State Key Laboratory of Rice Biology, Ministry of Agriculture Key Lab of Molecular Biology of Crop Pathogens and Insects, Zhejiang University, 310058, Hangzhou, China.
Institute of Insect Sciences, Zhejiang University, 310058, Hangzhou, China.
Nat Commun. 2020 Nov 30;11(1):6096. doi: 10.1038/s41467-020-20005-6.
Phylogenetic trees are essential for studying biology, but their reproducibility under identical parameter settings remains unexplored. Here, we find that 3515 (18.11%) IQ-TREE-inferred and 1813 (9.34%) RAxML-NG-inferred maximum likelihood (ML) gene trees are topologically irreproducible when executing two replicates (Run1 and Run2) for each of 19,414 gene alignments in 15 animal, plant, and fungal phylogenomic datasets. Notably, coalescent-based ASTRAL species phylogenies inferred from Run1 and Run2 sets of individual gene trees are topologically irreproducible for 9/15 phylogenomic datasets, whereas concatenation-based phylogenies inferred twice from the same supermatrix are reproducible. Our simulations further show that irreproducible phylogenies are more likely to be incorrect than reproducible phylogenies. These results suggest that a considerable fraction of single-gene ML trees may be irreproducible. Increasing reproducibility in ML inference will benefit from providing analyses' log files, which contain typically reported parameters (e.g., program, substitution model, number of tree searches) but also typically unreported ones (e.g., random starting seed number, number of threads, processor type).
系统发育树对于生物学研究至关重要,但在相同参数设置下其重现性仍未得到探索。
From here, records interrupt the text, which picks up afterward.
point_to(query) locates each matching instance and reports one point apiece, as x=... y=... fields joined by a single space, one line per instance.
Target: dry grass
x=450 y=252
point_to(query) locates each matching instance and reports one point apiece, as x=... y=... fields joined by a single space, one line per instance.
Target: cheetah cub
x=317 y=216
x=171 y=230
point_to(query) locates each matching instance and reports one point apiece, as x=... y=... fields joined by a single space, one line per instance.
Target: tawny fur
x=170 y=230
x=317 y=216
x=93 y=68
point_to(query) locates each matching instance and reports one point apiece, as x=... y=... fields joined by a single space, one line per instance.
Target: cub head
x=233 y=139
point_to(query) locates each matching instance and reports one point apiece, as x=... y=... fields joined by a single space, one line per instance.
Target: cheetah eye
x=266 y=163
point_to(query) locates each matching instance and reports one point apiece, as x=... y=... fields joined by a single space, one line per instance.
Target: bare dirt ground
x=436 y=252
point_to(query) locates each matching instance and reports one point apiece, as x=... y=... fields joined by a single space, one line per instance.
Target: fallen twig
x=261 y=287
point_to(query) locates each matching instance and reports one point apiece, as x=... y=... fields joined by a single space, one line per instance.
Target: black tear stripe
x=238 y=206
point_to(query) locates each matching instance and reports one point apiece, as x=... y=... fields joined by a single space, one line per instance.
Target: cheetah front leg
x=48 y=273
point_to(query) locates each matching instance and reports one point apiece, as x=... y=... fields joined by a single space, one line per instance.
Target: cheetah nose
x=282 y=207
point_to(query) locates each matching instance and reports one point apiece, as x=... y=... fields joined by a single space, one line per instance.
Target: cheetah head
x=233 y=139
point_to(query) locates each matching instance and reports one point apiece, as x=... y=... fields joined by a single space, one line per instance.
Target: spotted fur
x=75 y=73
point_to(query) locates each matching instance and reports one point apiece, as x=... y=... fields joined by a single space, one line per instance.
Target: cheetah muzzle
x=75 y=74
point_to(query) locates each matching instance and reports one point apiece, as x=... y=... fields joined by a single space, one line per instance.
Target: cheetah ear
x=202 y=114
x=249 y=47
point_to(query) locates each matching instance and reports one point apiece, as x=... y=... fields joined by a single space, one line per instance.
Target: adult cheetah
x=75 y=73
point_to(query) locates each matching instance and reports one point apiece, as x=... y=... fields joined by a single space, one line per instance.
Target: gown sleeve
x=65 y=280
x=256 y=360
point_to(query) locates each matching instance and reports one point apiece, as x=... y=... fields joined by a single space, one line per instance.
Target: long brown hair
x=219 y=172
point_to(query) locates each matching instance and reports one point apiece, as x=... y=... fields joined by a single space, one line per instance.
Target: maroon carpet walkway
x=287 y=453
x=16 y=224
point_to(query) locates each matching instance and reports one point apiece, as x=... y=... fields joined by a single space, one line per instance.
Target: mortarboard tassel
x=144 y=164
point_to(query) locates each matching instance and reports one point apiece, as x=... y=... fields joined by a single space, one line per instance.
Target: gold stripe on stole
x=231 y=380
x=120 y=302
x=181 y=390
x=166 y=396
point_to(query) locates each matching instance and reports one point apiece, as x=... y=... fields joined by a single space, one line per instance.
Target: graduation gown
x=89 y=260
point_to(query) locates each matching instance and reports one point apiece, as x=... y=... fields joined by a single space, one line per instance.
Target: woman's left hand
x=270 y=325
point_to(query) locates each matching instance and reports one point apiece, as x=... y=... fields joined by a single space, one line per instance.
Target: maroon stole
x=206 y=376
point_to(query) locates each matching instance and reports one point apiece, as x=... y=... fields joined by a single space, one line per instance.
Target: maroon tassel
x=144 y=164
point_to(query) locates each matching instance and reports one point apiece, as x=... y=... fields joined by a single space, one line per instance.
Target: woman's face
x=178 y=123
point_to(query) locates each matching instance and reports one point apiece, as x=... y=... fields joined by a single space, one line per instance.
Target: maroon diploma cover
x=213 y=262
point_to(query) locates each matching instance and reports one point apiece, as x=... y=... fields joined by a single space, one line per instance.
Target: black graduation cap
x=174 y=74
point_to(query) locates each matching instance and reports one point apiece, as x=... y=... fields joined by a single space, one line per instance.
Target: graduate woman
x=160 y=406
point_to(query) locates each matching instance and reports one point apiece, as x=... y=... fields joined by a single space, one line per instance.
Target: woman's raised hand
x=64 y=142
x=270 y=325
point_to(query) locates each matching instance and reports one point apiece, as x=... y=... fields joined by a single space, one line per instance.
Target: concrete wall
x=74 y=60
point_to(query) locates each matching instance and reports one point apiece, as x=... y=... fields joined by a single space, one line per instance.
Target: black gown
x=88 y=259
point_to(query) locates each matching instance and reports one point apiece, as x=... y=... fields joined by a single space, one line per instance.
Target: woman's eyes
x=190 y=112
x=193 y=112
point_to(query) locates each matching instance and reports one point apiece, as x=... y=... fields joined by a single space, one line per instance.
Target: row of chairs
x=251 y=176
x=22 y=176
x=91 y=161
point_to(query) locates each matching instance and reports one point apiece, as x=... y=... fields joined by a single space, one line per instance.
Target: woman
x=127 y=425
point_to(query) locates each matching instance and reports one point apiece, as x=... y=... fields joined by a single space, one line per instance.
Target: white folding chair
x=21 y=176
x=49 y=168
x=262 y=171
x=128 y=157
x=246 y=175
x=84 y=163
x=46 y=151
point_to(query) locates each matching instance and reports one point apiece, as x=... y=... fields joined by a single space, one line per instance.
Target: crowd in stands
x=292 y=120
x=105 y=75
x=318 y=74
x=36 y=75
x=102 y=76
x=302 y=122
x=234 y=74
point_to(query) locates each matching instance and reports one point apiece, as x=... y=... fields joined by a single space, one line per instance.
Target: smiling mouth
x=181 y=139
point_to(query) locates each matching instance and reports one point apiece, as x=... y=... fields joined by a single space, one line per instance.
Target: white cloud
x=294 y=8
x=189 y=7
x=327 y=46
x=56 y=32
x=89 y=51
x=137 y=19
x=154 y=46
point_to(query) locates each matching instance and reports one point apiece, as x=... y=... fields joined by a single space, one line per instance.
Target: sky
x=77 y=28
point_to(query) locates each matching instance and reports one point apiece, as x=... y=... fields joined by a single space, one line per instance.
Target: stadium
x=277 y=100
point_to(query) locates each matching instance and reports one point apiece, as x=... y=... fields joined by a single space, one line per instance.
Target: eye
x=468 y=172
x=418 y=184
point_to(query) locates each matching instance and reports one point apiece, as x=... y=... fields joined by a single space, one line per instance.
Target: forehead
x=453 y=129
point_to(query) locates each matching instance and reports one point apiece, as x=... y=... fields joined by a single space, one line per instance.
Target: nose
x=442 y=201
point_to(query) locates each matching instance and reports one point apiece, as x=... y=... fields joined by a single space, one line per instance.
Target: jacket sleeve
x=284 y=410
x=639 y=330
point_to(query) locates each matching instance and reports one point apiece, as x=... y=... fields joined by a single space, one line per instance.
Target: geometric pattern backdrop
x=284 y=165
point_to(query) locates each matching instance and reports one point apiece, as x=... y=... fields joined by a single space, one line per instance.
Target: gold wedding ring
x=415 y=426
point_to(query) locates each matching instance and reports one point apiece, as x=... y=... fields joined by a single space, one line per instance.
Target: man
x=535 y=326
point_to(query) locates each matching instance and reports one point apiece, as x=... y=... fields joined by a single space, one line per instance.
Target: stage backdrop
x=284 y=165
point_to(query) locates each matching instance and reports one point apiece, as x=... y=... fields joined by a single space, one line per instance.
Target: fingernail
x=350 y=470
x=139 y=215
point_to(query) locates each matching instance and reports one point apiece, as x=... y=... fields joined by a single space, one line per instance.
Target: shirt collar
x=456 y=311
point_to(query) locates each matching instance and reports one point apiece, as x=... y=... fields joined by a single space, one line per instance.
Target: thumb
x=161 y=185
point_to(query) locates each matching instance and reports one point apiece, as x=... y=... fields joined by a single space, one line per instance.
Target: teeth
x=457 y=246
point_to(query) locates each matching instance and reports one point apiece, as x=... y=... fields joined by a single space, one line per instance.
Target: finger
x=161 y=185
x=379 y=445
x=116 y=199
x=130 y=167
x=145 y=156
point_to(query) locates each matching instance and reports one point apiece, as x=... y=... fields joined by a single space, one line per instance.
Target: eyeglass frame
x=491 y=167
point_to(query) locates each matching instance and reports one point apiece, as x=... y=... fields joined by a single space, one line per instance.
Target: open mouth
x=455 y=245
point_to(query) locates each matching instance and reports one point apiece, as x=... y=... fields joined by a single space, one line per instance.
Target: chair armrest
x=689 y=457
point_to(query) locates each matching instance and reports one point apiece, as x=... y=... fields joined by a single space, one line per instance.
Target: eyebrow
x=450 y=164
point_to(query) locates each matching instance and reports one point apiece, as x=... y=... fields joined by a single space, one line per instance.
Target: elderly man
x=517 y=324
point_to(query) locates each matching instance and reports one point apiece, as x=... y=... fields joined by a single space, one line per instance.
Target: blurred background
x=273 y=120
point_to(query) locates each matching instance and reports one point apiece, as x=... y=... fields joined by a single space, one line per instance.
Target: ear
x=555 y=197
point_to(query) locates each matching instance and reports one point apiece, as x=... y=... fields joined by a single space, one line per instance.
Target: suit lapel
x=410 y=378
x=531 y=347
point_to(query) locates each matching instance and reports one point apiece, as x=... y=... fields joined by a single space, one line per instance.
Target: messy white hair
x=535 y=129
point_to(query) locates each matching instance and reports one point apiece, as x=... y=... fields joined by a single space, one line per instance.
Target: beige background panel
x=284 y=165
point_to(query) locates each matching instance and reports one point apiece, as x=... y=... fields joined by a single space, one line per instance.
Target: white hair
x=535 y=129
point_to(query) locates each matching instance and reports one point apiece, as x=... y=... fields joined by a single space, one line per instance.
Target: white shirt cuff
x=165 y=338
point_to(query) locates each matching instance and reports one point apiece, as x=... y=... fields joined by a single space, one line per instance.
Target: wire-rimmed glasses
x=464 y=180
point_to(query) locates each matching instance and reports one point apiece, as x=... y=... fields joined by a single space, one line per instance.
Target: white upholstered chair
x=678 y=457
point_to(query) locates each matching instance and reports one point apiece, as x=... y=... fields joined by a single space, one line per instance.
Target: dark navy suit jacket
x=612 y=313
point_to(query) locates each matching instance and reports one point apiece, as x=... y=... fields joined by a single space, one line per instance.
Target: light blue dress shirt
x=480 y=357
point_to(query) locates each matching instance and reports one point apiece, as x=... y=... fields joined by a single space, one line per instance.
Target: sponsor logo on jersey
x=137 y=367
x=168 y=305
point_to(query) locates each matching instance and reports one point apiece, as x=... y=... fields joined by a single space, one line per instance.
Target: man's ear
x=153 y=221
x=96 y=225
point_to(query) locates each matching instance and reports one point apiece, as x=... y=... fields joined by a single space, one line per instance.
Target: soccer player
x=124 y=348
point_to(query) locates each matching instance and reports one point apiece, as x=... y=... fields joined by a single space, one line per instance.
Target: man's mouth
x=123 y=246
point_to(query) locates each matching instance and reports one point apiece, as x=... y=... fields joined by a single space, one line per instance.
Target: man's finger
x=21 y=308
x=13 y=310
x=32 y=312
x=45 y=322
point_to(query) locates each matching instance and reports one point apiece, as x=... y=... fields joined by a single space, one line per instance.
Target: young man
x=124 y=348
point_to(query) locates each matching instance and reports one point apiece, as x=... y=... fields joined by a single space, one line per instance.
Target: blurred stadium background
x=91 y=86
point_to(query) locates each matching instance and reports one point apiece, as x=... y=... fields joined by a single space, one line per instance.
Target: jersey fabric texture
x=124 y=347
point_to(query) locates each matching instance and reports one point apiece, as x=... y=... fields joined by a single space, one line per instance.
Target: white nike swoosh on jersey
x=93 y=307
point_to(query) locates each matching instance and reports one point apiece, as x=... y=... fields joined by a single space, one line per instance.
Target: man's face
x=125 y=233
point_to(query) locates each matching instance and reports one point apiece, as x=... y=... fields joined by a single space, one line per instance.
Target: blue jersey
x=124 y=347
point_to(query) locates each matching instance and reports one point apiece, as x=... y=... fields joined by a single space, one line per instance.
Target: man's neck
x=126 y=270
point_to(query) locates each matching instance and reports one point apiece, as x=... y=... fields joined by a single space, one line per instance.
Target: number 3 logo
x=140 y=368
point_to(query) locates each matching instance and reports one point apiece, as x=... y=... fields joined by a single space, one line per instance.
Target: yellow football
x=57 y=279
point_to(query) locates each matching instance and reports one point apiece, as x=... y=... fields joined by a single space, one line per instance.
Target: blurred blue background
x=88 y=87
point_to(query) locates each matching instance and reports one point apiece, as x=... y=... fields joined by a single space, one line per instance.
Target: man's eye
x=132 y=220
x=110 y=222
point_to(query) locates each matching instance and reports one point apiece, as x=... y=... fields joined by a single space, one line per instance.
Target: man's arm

在这里,我们发现,对于 15 个动物、植物和真菌系统发育基因组数据集的 19414 个基因比对,分别对每个比对执行两次重复(Run1 和 Run2),在 IQ-TREE 推断的 3515 个(18.11%)和 RAxML-NG 推断的最大似然(ML)基因树中有 1813 个(9.34%)在拓扑结构上是不可重现的。值得注意的是,从个体基因树的 Run1 和 Run2 集合推断的基于合并的 ASTRAL 种系统发育树对于 9/15 个系统发育基因组数据集在拓扑结构上是不可重现的,而从同一超级矩阵两次推断的串联系统发育树是可重现的。我们的模拟进一步表明,不可重现的系统发育树比可重现的系统发育树更有可能是不正确的。这些结果表明,相当一部分单基因 ML 树可能是不可重现的。通过提供分析日志文件,增加 ML 推断的可重现性将受益,这些日志文件包含通常报告的参数(例如,程序、替代模型、树搜索次数),但也包含通常未报告的参数(例如,随机起始种子数、线程数、处理器类型)。